Bad Content: If You Can't NOINDEX, Will Robots.txt Be Ok?

Forum Moderators: Robert Charlton & goodroi

Message Too Old, No Replies

Bad Content: If You Can't NOINDEX, Will Robots.txt Be Ok?

Planet13

4:54 pm on Mar 16, 2011 (gmt 0)

Hi there, Everyone:

i am using a CMS directory and many of my pages don't have any content on them.

I can't unfortunately add a NOINDEX meta tag to those pages without noindexing the whole site.

Will blocking them via robots.txt work if they have ALREADY been indexed by google and the other search engines?

I am doing this because of the farmer / panda update, I would not want google to see a lot of "low quality" pages.

Thanks in advance.

tedster

6:13 pm on Mar 16, 2011 (gmt 0)

Disallowing in robots.txt is one of the suggestions from Google, recommended when you plan to eventually improve that content. See these in-depth recommendations from Google's JohnMu: [google.com...]

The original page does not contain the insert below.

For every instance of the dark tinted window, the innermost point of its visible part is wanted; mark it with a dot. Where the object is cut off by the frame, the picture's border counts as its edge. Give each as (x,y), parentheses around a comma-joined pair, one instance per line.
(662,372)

As to whether it will "work" - no one seems to have any reports so far of any change helping them recover lost rankings.

goodroi

11:06 am on Mar 17, 2011 (gmt 0)

Using robots.txt will eventually get those pages out of Google's index. Since you mention they are low quality I doubt Google is crawling them often so it may take weeks or months for all of the low quality pages to be de-indexed. Which ios probably why (as tedster points out) no one has yet confirmed this made their rankings bounce back for the rest of the site.

aakk9999

1:25 pm on Mar 17, 2011 (gmt 0)

Using robots.txt will eventually get those pages out of Google's index

Yes, but only if there are no external links to these pages, otherwise they may hang in the index with no meta description shown.

FredOPC

12:15 am on Mar 21, 2011 (gmt 0)

I feel I must chime in here. Read John Mu's comments carefully. He is NOT suggesting disallowing with robots.txt. He's saying to add a meta robots tag with NOINDEX in cases where you are working on improving content. Those are very different! The former blocks crawling of pages or wildcard-matching of pages. The latter tells Google to remove the pages completely, and must be applied on a page-by-page basis.

John actually suggests NOT disallowing crawling of those pages, because if you do, Googlebot is blind to them (including the NOINDEX meta tag).

tedster

12:35 am on Mar 21, 2011 (gmt 0)

Thank you, Fred. I had not read those comments closely enough - you are correct. In fact, he specifically says "make sure that they're not disallowed by the robots.txt file."

Now re-thinking the opening question, I now assume that robots.txt will NOT be OK. It sounds like Google might be scoring a site based on the past record of URLs. It's still a bit ambiguous because that answer has a certain specific context, but my assumption now is we need to remove the URLs or enhance their content. If enhancing the content takes time to do, then us noindex during the process.